The server responses with a 304, telling the client that the file with that specific ETag was not changed since it made the previous request and to keep using it. In this example we saved 678 bytes of content from being downloaded at the cost of a slightly larger header, but this scales well for larger content as the cost of the ETag is constant.

304

Browser

A web browser is client software that automates the process of creating and sending HTTP requests and waiting on and processing HTTP responses. If the file returned is a HTML document a browser will then attempt to render the result. Many browsers today can render other common documents like PDF's as well. For files a browser does not understand it will skip the rendering process, downloading them only.

Browsers make it such that the only thing an end-user needs to make a HTTP request is the URL, provided either by keyboard or by clicking on a link in another HTML document.

Secondary Requests

When a browser receives an HTML document, it will start parsing the HTML code and if that document has embedded resources like images, audio, video, stylesheets, or scripts; the browser will automatically make secondary requests for those resources, typically done in parallel.

404

In this example the web page likely has two embedded image tags that point to images/image00.png and images/image01.png and as the web page is being rendered, two new GET requests are sent. The first request is successful 200 OK and the page will load the image into the specified location. The second request returns a 404 Not Found and your browser will likely display something like this.

broken-image

It is getting common for stylesheets and scripts to also have embedded content inside of them which creates tertiary requests that only start downloading after the secondary requests has been parsed.

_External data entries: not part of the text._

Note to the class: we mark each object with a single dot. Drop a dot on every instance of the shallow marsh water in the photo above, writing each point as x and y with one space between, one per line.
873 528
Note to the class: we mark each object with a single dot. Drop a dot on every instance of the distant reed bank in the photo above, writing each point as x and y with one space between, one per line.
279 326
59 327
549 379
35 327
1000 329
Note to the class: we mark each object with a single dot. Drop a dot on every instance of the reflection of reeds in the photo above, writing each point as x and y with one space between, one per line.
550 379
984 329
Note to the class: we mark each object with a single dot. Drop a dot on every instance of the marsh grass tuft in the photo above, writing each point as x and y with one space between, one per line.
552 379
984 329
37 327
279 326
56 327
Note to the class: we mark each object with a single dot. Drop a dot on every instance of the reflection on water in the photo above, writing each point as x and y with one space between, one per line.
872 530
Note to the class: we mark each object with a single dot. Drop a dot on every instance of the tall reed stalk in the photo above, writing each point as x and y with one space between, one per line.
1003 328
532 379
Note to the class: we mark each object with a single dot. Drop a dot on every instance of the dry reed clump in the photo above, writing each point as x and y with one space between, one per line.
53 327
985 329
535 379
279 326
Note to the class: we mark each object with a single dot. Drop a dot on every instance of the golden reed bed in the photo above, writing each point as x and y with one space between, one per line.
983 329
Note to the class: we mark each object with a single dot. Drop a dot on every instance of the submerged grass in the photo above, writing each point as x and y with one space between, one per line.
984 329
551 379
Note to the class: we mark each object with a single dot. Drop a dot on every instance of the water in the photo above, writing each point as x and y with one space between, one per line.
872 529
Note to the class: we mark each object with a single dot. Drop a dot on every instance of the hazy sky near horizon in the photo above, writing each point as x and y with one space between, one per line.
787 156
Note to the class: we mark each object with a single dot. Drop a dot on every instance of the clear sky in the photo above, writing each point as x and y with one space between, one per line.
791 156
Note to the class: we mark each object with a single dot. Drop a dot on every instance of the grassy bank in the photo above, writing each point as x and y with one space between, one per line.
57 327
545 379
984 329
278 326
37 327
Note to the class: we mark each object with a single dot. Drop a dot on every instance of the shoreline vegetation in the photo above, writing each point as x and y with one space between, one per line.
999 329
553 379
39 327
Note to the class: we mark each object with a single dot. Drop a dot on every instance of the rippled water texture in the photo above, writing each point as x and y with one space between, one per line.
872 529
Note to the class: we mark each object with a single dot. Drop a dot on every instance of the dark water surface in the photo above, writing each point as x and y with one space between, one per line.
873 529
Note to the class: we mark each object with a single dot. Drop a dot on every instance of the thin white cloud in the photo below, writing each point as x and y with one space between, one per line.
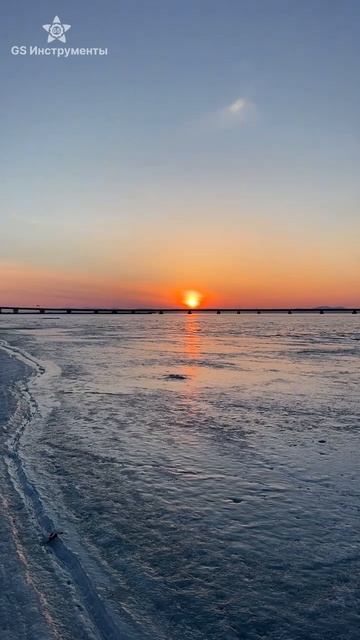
238 111
236 114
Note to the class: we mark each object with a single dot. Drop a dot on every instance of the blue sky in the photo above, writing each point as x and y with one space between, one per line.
207 119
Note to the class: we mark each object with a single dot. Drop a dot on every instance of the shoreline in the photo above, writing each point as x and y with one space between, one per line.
97 622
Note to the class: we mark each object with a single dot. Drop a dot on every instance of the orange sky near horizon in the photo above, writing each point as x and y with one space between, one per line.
25 285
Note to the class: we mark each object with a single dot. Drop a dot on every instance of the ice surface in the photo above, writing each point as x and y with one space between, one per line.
204 471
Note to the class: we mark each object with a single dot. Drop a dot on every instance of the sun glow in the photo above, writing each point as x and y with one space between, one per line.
192 299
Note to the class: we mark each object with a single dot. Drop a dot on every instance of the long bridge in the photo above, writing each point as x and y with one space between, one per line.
139 311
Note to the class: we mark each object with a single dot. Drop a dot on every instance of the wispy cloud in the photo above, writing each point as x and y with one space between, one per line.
236 114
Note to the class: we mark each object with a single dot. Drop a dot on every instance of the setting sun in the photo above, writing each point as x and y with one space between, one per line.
192 299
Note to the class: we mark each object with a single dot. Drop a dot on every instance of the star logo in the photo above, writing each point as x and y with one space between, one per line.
56 30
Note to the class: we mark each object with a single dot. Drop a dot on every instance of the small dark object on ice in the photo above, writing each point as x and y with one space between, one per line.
52 536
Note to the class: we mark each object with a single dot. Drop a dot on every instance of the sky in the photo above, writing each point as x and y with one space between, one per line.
215 148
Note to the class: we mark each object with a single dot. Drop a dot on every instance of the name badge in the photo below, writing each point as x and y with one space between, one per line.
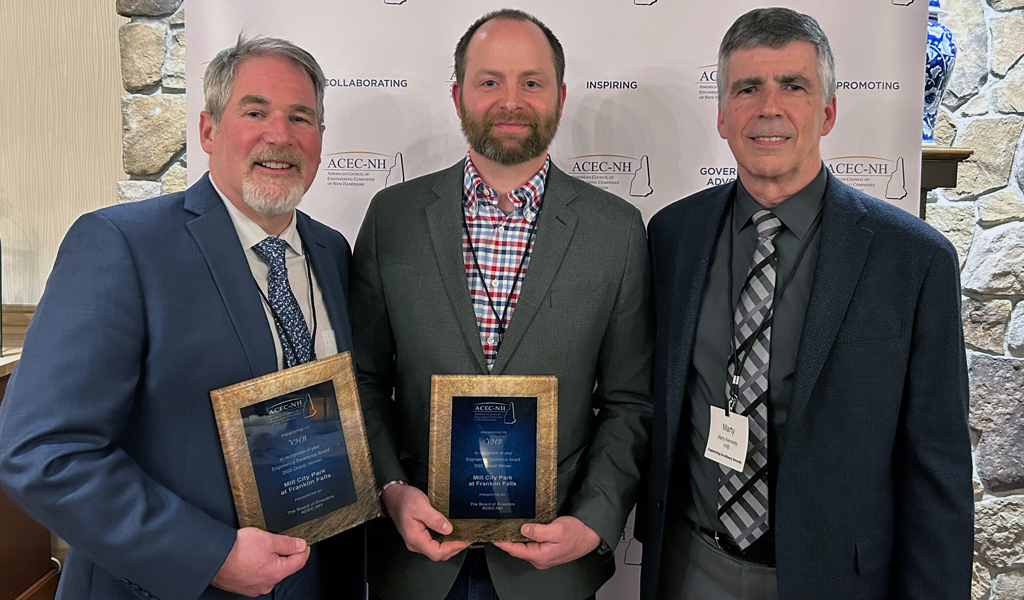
727 438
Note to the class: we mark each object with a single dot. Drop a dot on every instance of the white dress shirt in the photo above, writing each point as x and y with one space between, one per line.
295 262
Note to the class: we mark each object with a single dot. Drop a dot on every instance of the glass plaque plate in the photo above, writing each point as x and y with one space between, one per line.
296 451
494 445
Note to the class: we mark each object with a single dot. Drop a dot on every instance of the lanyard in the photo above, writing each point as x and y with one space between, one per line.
737 356
483 281
286 338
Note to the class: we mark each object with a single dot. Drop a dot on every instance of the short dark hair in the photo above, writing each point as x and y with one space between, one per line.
508 14
774 28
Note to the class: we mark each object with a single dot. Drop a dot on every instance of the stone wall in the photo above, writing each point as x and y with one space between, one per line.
983 110
983 216
153 70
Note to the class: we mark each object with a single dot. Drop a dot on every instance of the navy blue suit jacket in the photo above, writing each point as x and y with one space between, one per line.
873 497
107 432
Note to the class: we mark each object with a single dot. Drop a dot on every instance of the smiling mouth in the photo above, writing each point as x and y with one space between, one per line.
275 166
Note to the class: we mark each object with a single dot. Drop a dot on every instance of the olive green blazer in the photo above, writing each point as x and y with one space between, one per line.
583 315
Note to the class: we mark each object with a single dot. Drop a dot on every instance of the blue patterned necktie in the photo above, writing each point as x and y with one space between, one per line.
742 496
296 345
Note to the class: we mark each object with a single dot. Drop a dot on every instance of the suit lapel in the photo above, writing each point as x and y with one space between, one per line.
325 267
842 251
214 233
444 226
554 230
687 276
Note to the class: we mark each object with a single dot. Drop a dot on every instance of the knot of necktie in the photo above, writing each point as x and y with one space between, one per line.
767 223
271 251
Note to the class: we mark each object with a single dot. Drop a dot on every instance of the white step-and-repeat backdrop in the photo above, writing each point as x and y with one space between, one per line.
640 112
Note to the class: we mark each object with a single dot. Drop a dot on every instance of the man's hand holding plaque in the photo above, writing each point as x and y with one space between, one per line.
415 519
564 540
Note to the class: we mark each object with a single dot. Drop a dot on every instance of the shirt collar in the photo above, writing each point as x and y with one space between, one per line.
797 212
251 233
526 198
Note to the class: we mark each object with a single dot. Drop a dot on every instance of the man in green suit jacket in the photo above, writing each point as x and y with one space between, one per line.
503 264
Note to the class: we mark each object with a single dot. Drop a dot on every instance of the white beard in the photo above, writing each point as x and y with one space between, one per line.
265 201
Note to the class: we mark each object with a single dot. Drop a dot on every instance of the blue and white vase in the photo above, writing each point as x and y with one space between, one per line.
938 68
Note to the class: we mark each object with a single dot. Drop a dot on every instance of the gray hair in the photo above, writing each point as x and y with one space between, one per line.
774 28
219 77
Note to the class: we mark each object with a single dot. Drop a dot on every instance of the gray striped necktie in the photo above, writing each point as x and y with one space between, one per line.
742 496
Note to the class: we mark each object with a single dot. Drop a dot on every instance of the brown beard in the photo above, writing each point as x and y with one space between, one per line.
504 151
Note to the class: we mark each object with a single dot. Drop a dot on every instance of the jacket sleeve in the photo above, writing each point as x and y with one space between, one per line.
69 402
934 539
619 449
374 350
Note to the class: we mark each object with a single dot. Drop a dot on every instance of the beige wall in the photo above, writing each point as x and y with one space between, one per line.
59 129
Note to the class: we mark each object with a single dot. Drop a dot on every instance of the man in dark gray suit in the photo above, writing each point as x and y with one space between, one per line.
810 435
504 264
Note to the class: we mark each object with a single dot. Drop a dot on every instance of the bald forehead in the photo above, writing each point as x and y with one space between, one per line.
501 28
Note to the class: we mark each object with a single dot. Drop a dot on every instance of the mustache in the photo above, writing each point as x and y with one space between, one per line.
510 119
769 132
276 156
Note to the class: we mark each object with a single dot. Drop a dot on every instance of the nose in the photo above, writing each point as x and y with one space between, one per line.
511 98
770 105
276 130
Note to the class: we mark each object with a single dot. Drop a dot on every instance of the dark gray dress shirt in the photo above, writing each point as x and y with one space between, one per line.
694 477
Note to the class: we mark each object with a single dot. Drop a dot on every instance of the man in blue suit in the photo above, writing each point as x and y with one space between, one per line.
810 433
107 433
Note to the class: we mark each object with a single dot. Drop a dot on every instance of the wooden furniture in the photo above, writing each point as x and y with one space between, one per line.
938 169
27 571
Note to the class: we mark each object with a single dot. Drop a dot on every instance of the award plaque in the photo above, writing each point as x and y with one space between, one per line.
494 448
296 451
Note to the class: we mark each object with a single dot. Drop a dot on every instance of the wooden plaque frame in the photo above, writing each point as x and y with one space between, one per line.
227 402
442 389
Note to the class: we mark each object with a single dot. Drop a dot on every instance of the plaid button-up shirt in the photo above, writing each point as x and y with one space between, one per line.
501 243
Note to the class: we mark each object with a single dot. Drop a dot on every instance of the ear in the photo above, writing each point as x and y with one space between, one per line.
455 98
207 131
829 117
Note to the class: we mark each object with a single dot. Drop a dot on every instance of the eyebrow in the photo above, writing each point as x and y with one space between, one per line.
758 80
258 99
794 78
747 82
253 99
499 74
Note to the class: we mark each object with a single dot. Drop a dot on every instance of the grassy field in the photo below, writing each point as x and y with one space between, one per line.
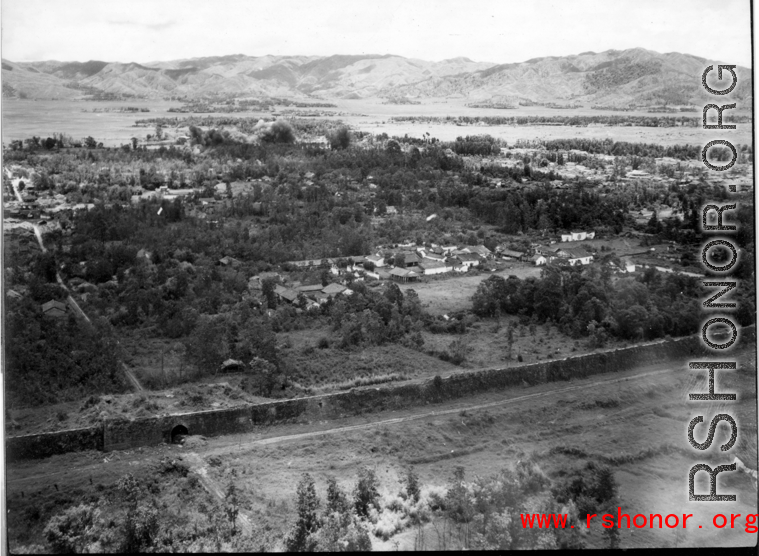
22 119
634 421
447 294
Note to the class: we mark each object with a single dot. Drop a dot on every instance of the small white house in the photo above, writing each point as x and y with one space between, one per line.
577 235
578 256
430 267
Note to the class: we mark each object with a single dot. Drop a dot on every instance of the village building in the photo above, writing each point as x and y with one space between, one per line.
54 309
405 260
229 261
480 250
335 289
285 294
403 274
511 255
577 256
469 259
430 267
577 235
377 260
431 255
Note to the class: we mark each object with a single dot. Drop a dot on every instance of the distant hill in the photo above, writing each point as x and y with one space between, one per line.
612 78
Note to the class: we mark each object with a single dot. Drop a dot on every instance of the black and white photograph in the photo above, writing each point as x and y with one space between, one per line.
341 276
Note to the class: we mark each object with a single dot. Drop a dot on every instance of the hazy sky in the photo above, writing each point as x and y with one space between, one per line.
484 30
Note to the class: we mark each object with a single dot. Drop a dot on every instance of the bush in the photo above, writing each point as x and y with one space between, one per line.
366 494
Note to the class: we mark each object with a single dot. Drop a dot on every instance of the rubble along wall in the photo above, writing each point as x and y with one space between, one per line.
122 434
32 446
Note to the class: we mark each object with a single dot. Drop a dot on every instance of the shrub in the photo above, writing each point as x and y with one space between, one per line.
365 495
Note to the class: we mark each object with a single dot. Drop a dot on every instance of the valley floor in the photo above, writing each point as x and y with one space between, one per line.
635 421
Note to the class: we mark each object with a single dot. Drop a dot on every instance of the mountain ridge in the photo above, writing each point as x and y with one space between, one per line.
634 76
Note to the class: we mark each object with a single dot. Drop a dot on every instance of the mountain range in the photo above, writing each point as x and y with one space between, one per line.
612 78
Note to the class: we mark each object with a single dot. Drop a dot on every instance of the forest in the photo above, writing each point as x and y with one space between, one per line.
155 262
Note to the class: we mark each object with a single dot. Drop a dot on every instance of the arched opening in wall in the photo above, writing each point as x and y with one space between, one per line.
178 434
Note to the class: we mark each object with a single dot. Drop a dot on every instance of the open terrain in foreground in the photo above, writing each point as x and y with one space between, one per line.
634 421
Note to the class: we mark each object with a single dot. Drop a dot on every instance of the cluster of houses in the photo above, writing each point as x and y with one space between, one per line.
307 297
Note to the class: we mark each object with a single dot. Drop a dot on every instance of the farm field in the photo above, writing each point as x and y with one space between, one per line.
22 119
608 418
447 295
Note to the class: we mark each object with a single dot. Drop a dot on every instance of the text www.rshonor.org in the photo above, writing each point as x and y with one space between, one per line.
641 521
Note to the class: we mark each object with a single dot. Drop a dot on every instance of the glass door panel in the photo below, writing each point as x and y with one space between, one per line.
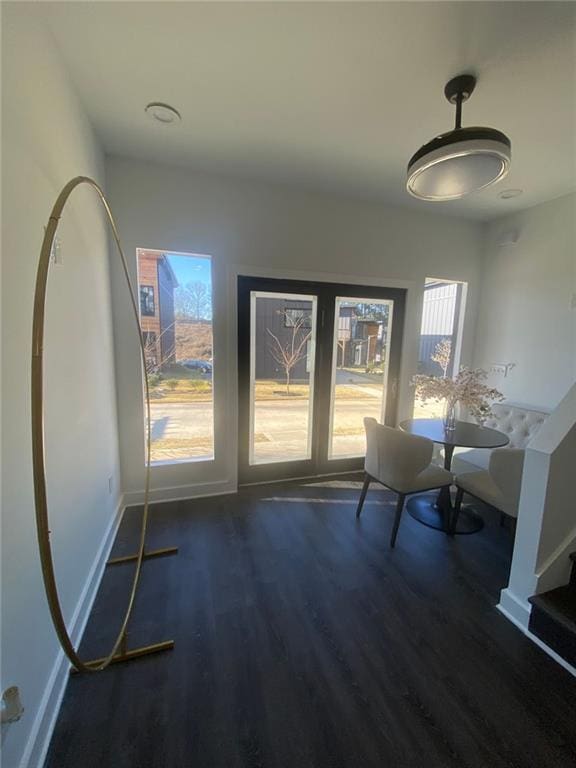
282 367
360 369
314 359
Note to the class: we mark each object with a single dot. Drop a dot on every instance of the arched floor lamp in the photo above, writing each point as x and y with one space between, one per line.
119 651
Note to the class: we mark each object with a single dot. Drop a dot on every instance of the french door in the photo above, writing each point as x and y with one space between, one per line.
313 360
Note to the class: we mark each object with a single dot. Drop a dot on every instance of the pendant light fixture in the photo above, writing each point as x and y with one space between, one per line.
461 161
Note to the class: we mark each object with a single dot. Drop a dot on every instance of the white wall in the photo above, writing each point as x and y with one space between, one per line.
254 228
47 140
527 309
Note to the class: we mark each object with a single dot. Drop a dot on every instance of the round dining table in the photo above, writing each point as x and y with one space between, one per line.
435 510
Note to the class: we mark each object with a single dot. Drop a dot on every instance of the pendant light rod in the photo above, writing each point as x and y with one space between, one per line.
457 91
458 123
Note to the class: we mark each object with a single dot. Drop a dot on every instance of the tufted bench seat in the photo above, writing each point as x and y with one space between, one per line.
519 422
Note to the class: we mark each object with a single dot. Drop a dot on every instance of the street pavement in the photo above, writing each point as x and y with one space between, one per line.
280 428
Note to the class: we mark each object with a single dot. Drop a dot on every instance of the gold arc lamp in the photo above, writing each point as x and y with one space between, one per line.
119 651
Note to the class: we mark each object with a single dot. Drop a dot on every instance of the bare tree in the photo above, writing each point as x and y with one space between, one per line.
442 355
193 301
290 353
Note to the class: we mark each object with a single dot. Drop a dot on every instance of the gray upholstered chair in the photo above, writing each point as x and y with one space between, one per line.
401 462
499 486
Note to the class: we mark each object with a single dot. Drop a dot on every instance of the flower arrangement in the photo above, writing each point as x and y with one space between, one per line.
467 388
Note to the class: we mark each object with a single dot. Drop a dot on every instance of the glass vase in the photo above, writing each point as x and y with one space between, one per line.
449 418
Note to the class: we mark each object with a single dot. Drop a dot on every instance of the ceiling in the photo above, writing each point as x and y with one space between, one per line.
333 96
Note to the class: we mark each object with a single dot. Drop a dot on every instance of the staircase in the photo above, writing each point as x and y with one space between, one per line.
553 617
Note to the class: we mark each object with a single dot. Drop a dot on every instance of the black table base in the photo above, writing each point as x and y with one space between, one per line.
425 509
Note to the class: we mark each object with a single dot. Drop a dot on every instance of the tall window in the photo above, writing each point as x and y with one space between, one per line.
176 325
440 337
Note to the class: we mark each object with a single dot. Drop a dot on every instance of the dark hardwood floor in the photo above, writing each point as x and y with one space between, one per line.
302 639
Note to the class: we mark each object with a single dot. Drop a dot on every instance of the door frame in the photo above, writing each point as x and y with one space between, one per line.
318 464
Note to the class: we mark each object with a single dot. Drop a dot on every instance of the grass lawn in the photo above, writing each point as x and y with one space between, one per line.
191 388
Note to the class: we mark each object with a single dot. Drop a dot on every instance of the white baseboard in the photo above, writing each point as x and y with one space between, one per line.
182 492
515 609
39 740
518 610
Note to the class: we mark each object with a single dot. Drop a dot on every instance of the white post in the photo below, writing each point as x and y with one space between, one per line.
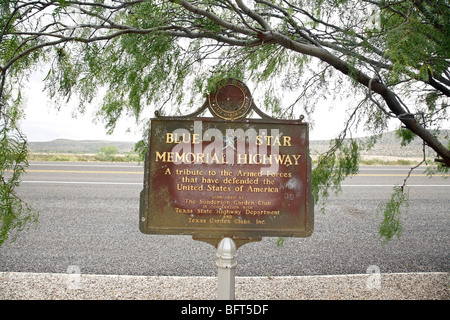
226 263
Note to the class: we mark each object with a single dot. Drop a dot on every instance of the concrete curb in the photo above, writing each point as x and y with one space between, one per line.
51 286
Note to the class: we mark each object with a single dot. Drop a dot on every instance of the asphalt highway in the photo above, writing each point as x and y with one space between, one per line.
89 212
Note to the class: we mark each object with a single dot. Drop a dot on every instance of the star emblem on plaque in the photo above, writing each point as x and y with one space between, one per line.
231 100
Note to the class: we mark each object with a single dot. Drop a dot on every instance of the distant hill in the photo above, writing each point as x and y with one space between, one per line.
78 146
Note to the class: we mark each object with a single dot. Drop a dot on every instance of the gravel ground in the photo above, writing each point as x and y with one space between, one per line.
51 286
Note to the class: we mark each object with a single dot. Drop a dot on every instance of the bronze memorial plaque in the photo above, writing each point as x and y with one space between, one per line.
228 177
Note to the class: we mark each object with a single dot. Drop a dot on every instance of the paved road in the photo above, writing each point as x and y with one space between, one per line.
89 219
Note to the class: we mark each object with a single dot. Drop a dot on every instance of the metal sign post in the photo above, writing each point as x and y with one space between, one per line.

We can observe this by vising a website and looking at the Network tab of the Browser Developer Tools (CTRL + SHIFT + J) Here we can see a waterfall chart which illustrates the sequence of requests and responses and how much time it takes for the browser to download, parse, and render the content on a web page.

waterfall

Stateless

HTTP is a stateless protocol. This means by itself it cannot associate one request with another. There's no memory. Given the same parameters in an HTTP request we can expect the same resulting response.

We will have tools later to emulate state, but these often require a client that is willing to cooperate. If you are looking to do something like block access to a specific client, it is very difficult to do using only HTTP because even if you give a client tracking headers (like cookies), the client can discard them.